A New York state judge has ordered US President Donald Trump to pay $US2 million ($NZ3.1m) for misusing his charitable foundation, resulting in funds being used to advance his 2016 presidential campaign.
Justice Saliann Scarpulla, of the state Supreme Court in Manhattan, directed the payment to eight non-profits, in connection with a lawsuit by the state's attorney general against the president and three of his adult children over the now-dissolved Donald J Trump Foundation.
The White House has so far not issued any comment. A lawyer for the Trumps did not immediately respond to a request for comment.
The attorney general, Letitia James, said her office has also reached agreements with the foundation and its directors to end the June 2018 lawsuit, which was filed by her predecessor, Barbara Underwood.
Ms James said Mr Trump admitted to "personally misusing funds at the Trump Foundation," which agreed last December to dissolve, and accepted limits on his activities if he created a new charity.
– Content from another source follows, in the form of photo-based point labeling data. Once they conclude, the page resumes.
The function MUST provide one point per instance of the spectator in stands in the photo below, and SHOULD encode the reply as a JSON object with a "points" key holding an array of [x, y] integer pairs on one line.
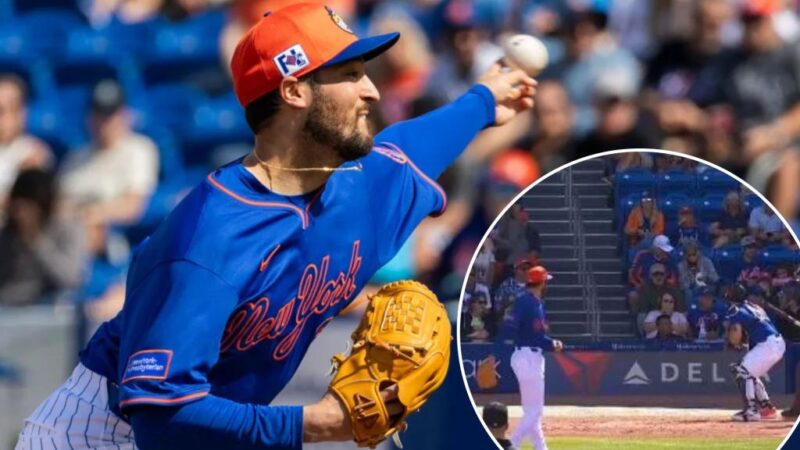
{"points": [[484, 265], [660, 252], [513, 286], [467, 54], [736, 339], [687, 229], [679, 80], [696, 271], [553, 142], [111, 181], [765, 104], [593, 55], [18, 150], [43, 255], [404, 70], [495, 416], [619, 122], [731, 224], [766, 226], [474, 287], [748, 270], [705, 318], [516, 237], [478, 324], [666, 307], [644, 221], [782, 276], [647, 298], [664, 330], [100, 13]]}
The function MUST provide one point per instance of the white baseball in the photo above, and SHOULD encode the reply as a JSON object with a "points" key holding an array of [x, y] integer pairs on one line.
{"points": [[527, 53]]}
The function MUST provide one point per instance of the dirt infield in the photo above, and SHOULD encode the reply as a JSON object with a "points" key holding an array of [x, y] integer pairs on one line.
{"points": [[649, 423]]}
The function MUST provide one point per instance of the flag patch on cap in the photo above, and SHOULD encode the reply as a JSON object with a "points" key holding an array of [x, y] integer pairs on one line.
{"points": [[337, 19], [291, 60]]}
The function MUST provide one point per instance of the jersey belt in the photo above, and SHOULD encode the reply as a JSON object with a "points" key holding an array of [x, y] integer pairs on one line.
{"points": [[534, 349]]}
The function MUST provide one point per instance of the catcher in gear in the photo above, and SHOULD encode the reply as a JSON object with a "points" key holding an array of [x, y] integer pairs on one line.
{"points": [[403, 341], [224, 299]]}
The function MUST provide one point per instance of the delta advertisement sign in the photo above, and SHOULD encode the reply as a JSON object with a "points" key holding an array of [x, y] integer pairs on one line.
{"points": [[613, 373]]}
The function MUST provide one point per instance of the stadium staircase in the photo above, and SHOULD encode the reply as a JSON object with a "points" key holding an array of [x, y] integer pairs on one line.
{"points": [[571, 210]]}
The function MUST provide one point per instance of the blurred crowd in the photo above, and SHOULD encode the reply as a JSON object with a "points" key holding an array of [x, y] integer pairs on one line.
{"points": [[690, 254], [109, 118]]}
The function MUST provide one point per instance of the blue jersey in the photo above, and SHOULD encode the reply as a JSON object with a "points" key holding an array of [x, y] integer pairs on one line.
{"points": [[527, 324], [224, 299], [754, 320]]}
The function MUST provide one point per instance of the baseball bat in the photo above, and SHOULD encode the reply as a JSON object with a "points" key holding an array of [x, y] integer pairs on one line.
{"points": [[782, 314]]}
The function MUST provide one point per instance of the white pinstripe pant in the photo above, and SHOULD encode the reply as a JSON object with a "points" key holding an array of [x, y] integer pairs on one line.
{"points": [[76, 416]]}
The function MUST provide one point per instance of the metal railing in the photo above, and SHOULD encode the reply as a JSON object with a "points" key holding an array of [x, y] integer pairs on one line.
{"points": [[586, 281]]}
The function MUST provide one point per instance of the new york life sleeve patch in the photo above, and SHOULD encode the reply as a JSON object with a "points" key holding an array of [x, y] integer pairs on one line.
{"points": [[148, 364]]}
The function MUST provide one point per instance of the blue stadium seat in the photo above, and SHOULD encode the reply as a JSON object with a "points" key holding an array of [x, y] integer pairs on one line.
{"points": [[47, 121], [723, 258], [624, 207], [713, 181], [215, 122], [633, 181], [752, 201], [773, 257], [47, 30], [171, 106], [675, 181], [188, 46], [672, 203], [710, 207]]}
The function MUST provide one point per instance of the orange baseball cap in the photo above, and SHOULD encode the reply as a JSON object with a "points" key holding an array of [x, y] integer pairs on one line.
{"points": [[294, 41], [538, 275]]}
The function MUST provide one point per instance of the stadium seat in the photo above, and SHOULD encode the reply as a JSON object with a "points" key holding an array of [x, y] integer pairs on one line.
{"points": [[171, 106], [710, 207], [215, 122], [775, 256], [676, 181], [47, 121], [672, 203], [633, 181], [179, 48], [752, 201], [47, 30], [624, 207], [713, 181]]}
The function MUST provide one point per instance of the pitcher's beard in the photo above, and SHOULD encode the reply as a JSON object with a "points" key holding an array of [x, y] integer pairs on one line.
{"points": [[322, 127]]}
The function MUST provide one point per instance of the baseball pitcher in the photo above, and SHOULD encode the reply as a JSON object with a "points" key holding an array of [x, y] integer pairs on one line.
{"points": [[527, 328], [224, 299]]}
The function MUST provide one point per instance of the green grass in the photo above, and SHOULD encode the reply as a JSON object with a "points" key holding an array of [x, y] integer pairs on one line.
{"points": [[571, 443]]}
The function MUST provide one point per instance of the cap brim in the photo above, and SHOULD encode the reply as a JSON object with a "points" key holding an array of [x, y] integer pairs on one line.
{"points": [[366, 48]]}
Ms James also said Mr Trump's children, Donald Jr, Eric and Ivanka, agreed to "mandatory training" on the duties of charity officials.
"The court's decision, together with the settlements we negotiated, are a major victory in our efforts to protect charitable assets and hold accountable those who would abuse charities for personal gain," Ms James said in a statement.
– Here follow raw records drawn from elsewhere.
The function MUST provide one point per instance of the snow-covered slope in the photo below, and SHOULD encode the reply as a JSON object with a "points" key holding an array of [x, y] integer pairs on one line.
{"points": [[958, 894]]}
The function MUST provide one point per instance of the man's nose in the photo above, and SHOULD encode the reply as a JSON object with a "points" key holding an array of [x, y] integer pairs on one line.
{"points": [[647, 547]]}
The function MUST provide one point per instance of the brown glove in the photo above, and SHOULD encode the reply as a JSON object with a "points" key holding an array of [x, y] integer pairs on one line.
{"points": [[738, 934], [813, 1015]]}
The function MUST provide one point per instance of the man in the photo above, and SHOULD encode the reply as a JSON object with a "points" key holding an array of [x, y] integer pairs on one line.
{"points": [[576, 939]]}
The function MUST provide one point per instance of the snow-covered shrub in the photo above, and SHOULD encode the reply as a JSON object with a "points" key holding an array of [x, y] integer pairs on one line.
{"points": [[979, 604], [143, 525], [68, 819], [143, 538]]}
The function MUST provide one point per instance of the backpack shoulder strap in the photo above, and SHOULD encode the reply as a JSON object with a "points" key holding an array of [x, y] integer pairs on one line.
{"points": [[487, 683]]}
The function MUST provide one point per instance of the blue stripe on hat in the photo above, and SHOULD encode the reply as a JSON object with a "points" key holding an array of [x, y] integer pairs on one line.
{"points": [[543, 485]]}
Ms Underwood had filed suit after a 21-month probe that she said uncovered "extensive unlawful political coordination" between the Trump Foundation and Mr Trump's campaign. The lawsuit sought to recoup $2.82m donated to the foundation in a 2016 Iowa fundraiser for military veterans, but which Ms Underwood said Mr Trump allowed his campaign to control.
Judge Scarpulla agreed with the attorney general's office that Mr Trump had breached his fiduciary duty to the foundation.
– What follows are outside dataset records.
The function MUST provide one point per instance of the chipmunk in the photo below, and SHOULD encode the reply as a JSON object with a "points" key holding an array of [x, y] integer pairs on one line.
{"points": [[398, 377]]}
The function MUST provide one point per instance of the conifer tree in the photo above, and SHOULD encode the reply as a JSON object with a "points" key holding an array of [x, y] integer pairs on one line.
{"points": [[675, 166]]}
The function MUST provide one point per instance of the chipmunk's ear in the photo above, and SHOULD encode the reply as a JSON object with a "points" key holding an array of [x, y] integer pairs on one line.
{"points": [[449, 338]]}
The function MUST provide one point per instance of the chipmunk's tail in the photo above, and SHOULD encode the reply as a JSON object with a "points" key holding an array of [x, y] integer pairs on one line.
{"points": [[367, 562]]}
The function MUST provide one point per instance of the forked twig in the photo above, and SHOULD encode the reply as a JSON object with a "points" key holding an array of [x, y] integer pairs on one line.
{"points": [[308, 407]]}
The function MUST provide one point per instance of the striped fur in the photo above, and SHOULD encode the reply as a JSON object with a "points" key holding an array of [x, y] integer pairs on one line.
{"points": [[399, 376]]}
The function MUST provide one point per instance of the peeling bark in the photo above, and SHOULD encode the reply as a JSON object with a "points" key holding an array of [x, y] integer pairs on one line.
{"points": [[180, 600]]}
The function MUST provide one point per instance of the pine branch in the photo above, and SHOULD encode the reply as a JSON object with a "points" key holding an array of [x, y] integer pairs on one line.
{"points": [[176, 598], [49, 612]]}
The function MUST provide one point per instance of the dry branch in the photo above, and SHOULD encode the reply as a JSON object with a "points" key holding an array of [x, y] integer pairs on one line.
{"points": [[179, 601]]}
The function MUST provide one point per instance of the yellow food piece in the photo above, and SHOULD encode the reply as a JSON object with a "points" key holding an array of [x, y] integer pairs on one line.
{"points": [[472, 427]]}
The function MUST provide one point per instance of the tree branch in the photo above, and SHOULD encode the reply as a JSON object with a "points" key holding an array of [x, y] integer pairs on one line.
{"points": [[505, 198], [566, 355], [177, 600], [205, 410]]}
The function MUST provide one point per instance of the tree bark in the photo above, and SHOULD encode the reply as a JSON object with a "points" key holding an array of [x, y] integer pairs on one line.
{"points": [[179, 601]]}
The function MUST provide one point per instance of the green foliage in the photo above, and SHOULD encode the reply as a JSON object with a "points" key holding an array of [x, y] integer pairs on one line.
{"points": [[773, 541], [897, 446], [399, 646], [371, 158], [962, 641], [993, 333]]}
"Mr Trump's fiduciary duty breaches included allowing his campaign to orchestrate the fundraiser, allowing his campaign, instead of the Foundation, to direct distribution of the funds, and using the fundraiser and distribution of the funds to further Mr. Trump's political campaign," she wrote.
The judge said that because the money ultimately went to support veterans, Mr Trump should pay just $2m, without interest, rather than the entire $2.82m. She rejected Ms James' request for punitive damages, citing Mr Trump's agreement to take steps to avoid a recurrence.
The $2m is expected to go to Army Emergency Relief, the Children's Aid Society, City Meals-on-Wheels, Give an Hour, Martha's Table, the United Negro College Fund, the United Way of the National Capital Area and the United States Holocaust Memorial Museum.